Mortgage lenders should improve the quality of mortgage holders' documents that set out the mortgage details.
The Financial Services Authority (FSA) has written to chief executives of mortgage lenders to offer help in improving the standard of these documents.
It is asking all mortgage lenders to undertake a review of their documentation so as to provide consumers with clear and comparable information to help them understand the products they are being offered.
Key facts documents, which are intended to deliver clear and simple information to mortgage holders, are variable in quality and contain widespread inaccuracies, the FSA said.
"We acknowledge the effort firms have made to produce the new mortgage disclosure documents and in our review we have seen some good examples. However, we also found cases where documents were not in line with the format and content required by our rules or were too long and written in overly legalistic language," said the FSA's managing director of retail markets.

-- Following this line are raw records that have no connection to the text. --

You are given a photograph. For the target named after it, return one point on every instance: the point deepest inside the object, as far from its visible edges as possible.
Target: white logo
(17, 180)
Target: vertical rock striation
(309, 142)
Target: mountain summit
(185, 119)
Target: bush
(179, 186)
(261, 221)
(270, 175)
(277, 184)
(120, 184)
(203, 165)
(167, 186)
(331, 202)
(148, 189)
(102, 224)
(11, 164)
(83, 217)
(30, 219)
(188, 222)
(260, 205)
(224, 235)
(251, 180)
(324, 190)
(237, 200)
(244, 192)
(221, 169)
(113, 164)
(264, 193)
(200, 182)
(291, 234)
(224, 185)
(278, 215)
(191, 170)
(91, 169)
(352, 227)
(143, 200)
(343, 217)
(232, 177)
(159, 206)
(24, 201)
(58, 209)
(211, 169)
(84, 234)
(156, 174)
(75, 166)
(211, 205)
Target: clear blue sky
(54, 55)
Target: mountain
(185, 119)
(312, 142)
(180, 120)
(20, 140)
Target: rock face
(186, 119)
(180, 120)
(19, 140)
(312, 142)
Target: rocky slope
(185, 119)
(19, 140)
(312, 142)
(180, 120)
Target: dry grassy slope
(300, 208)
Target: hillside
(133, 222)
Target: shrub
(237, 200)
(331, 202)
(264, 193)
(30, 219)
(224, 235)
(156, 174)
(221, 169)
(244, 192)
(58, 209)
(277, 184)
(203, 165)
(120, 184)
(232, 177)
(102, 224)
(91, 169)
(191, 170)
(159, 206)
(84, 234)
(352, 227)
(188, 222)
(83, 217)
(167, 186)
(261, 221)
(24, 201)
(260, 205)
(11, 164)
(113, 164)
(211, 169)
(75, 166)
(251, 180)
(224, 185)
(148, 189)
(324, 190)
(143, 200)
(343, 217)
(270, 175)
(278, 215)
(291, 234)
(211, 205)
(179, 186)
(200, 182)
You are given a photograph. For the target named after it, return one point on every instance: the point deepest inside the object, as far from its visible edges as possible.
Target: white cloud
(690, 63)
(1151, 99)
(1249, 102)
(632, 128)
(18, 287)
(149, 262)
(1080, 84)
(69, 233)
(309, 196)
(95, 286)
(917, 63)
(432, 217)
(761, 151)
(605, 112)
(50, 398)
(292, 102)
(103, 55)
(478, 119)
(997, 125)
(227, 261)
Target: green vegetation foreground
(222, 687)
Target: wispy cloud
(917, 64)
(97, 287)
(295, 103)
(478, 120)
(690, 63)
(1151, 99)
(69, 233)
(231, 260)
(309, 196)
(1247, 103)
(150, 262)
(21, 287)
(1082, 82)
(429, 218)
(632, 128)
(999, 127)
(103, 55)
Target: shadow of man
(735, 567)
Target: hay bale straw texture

CML director general Michael Coogan welcomed the FSA's feedback. "In cases where key facts documents are not in line with the FSA's rules, improvements will be needed and we are pleased that the FSA plans to work constructively with the industry to achieve this objective," he said.
"We also welcome the FSA's intention to promote a 'less is more' strategy to disclosure. But in the industry's defence, it is hardly surprising that some lenders may have included more information than the rules require, in order to avoid future accusations of failing to inform customers about important information," he added.